My little brother started Suzuki cello lessons when he was four years old, and the private lessons were only fifteen minutes long! Even then, I remember that his attention span fell far short. So yes, like the pp, I think that private lessons are premature at this age.
The local Suzuki teacher has some violin students as young as 3, but even though she is very good about changing things up in rapid succession to keep the child interested and very experienced with teaching preschoolers, it must be a very rare child with an attention span long enough to be able to benefit from violin lessons at the age of 3. And that's for a stringed instrument. Percussion instruments may very well be different, as the pp suggests.

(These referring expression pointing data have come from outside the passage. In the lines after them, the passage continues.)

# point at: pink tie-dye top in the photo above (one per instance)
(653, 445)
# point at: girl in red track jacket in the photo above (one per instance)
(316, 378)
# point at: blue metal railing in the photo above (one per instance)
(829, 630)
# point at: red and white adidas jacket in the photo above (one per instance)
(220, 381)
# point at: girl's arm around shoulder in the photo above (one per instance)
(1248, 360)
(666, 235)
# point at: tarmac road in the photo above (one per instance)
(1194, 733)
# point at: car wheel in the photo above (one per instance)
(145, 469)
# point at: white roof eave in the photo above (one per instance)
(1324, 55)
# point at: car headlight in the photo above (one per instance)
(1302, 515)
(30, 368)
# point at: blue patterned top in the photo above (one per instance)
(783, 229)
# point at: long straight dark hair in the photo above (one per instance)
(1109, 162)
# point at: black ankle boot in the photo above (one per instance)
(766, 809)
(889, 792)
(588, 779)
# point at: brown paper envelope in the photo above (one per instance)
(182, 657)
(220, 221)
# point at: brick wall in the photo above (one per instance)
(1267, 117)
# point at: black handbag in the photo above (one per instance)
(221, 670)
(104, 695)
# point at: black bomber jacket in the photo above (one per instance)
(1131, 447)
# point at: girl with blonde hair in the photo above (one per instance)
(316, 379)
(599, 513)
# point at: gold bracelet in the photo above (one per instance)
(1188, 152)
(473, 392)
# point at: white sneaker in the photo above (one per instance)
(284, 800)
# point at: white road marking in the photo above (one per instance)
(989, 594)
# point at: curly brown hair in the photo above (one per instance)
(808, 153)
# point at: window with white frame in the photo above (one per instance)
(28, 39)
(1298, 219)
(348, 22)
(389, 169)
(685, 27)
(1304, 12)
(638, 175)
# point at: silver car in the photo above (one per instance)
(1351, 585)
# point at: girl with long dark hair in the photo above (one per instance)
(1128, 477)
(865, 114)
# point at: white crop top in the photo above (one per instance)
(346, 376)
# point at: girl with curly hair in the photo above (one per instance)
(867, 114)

I do have three ideas that you can pursue.
1. I would suggest that you and your husband take a few drumming lessons yourself. You can learn some basics.

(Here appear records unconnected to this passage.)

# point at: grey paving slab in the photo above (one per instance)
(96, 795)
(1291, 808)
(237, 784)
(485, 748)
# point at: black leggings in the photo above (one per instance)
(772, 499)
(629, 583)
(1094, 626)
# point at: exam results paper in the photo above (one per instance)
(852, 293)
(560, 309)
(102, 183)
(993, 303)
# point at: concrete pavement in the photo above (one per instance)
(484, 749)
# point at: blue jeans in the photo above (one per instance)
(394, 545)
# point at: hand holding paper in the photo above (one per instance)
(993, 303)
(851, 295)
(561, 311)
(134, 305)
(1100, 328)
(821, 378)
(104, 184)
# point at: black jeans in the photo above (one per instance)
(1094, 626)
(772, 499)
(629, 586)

2. I would search youtube for some brief 3 or 4 minute videos in which drumming instructors give some quickie introductory pointers aimed at beginning students.
3. I would pay drumming teachers for consultations, without your child present, to help you brainstorm ideas of brief activities that you could do with your child.
Then, you can modify what you learn into VERY SHORT duration activities and have your child do them for a minute or two.
You know, things like clapping exercises (to practice rhythm) that you and your child can do together for a couple minutes while waiting in line at the store.
Or you could demonstrate syncopation for a minute or two while driving around town on errands.
Then, another time, you could give your child a pencil and see if your child can mimic from you the correct hand position to hold the drumstick. (I assume that there is a right way and a wrong way, but I don't actually know what it is because I don't know anything about drumming.)
Or maybe you can have your child chant different words to learn different rhythms, like the Suzuki classic miss-is-ip-pi-hot-dog.
Or maybe you could have your child learn to sing the melody of the old standby song from the musical Westside Story (http://www.youtube.com/watch?v=Qy6wo2wpT2k) "IIIII like to BE in a-MEriCA" to learn how to switch back and forth between triplets and eighth notes.
If you just think creatively (perhaps in consultation with a music teacher), you can think of all kinds of quick short fun things that teach your child some basics of rhythm without your child even realizing it.
Instead of a lesson, per say, I think at this age it is more effective to insert what I guess you could call Teachable Seconds. If you change it up constantly, never make it last longer than a couple of minutes, and spread them out throughout the week, then it will stay fun.